The practice of compensating employees with stock options came under attack in the wake of accounting scandals last year.
The International Accounting Standards Board last November put forth a proposal that would require companies to expense options.
Cisco and many other IT vendors last year attacked the idea of such a requirement.
Chambers advocated some changes in stock-option practices, saying all stock option plans should be voted on, senior management
should hold their shares for long periods and companies should disclose the impact on share value and reveal what percentage
of shares go to the rank and file. However, he attacked the idea of requiring companies to account fully for the cost of stock
options in the period in which they are awarded.
"What it could result in is literally an engineering and high-tech job export act of 2003," Chambers said. And where engineers
go, companies will follow, because most executives of high-tech companies come out of the engineering ranks, he added.

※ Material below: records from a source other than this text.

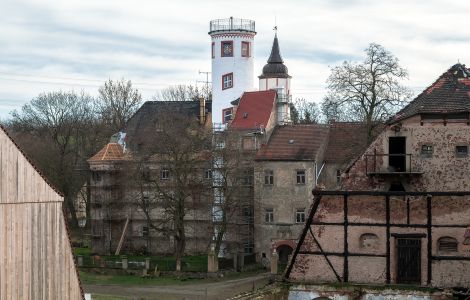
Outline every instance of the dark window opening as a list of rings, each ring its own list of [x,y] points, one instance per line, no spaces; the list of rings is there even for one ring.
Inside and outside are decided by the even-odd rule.
[[[233,73],[222,75],[222,89],[226,90],[233,87]]]
[[[160,172],[160,179],[161,180],[170,179],[170,170],[169,169],[162,169],[161,172]]]
[[[455,146],[455,155],[457,157],[467,157],[468,146]]]
[[[422,157],[431,157],[434,152],[432,145],[422,145],[421,146],[421,156]]]
[[[341,170],[336,170],[336,183],[341,183]]]
[[[273,185],[274,184],[274,172],[273,170],[264,171],[264,184]]]
[[[212,179],[212,170],[207,169],[204,171],[204,179]]]
[[[391,172],[406,171],[406,138],[402,136],[389,137],[388,165]]]
[[[299,208],[295,212],[295,222],[305,223],[305,208]]]
[[[233,42],[232,41],[225,41],[221,42],[221,56],[222,57],[230,57],[233,56]]]
[[[266,223],[272,223],[274,222],[274,209],[272,208],[266,208],[264,210],[264,221]]]
[[[390,192],[405,192],[405,187],[403,184],[401,184],[401,182],[392,182],[388,190]]]
[[[297,184],[305,184],[305,170],[297,171]]]
[[[148,237],[149,236],[149,228],[148,226],[142,226],[142,236]]]
[[[101,173],[100,172],[92,172],[91,177],[93,181],[101,181]]]
[[[439,252],[457,252],[458,244],[453,237],[442,237],[437,241]]]

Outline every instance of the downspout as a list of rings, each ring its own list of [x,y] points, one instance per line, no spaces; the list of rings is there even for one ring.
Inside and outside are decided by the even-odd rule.
[[[321,165],[321,168],[320,168],[320,171],[316,174],[316,178],[315,178],[315,187],[318,185],[318,178],[320,177],[321,175],[321,171],[323,171],[323,167],[325,166],[325,163],[323,163]],[[317,164],[315,163],[315,169],[317,167]]]

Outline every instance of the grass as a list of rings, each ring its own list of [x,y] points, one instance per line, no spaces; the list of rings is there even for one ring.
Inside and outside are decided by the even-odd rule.
[[[131,299],[131,298],[93,294],[93,300],[128,300],[128,299]]]
[[[250,272],[233,272],[222,278],[187,278],[176,276],[165,276],[155,278],[142,278],[138,275],[102,275],[80,270],[80,280],[84,284],[105,284],[105,285],[182,285],[193,283],[209,283],[230,279],[250,277],[265,272],[265,270],[255,270]]]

"Before we jump off this cliff, let's understand and study the situation and not look back a decade from now and say, 'How
did this country lose that leadership and all the jobs that are involved?'" Chambers said.
The comments came near the end of a speech in which Chambers covered much familiar ground, enthusing over productivity gains
that he said can come from companies using IP networks and aligning their business processes with the new technology.

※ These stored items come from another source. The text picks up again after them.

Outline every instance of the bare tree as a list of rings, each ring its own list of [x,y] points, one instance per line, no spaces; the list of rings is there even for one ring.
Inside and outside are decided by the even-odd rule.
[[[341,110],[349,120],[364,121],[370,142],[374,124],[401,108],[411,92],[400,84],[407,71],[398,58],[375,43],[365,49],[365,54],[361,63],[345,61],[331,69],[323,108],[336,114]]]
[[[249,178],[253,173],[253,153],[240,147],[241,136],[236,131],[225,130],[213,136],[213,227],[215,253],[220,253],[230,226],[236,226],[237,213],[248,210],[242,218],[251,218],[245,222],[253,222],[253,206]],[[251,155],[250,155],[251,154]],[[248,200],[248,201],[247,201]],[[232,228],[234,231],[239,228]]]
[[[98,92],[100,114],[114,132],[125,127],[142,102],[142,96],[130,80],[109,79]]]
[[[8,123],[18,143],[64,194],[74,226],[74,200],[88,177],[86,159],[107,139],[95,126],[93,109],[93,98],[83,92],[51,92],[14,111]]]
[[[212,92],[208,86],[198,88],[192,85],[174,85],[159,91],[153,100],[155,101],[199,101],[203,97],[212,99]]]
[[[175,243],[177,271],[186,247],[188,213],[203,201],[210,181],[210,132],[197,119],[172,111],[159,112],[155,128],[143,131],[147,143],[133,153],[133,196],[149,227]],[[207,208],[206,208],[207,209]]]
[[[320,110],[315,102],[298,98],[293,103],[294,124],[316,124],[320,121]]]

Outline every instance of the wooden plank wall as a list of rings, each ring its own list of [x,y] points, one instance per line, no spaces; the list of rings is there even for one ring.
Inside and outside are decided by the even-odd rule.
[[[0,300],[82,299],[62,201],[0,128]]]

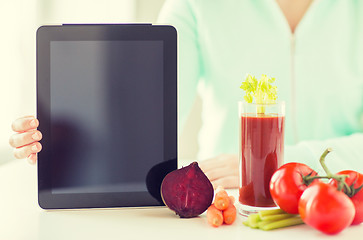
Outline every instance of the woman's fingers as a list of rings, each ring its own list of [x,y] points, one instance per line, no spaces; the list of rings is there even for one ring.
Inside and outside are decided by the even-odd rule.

To help create those productivity gains, Chambers advocated the Intelligent Information Network (IIN), a guiding concept for
Cisco that the company pushed at its annual analyst conference last December. The IIN has advanced capabilities such as security
and QoS (quality of service) built in to the network infrastructure equipment, he said.
Packing a lot of advanced capabilities into the network itself could help administrators who are faced with making sure e-mail
is working, viruses are stopped, servers are up and bandwidth isn't "leaking" out of network connections, said Nader Hayek, a network operations technician for SBC Communications Inc., who attended the keynote.
"You need intelligent systems to let you concentrate on the real life issues," such as training, network optimization and
efficiency, Hayek said. Big-picture tasks, such as optimizing the network, call for the human skill of understanding emotions,
he said.
"People might want one thing today and another tomorrow -- literally, tomorrow," Hayek said.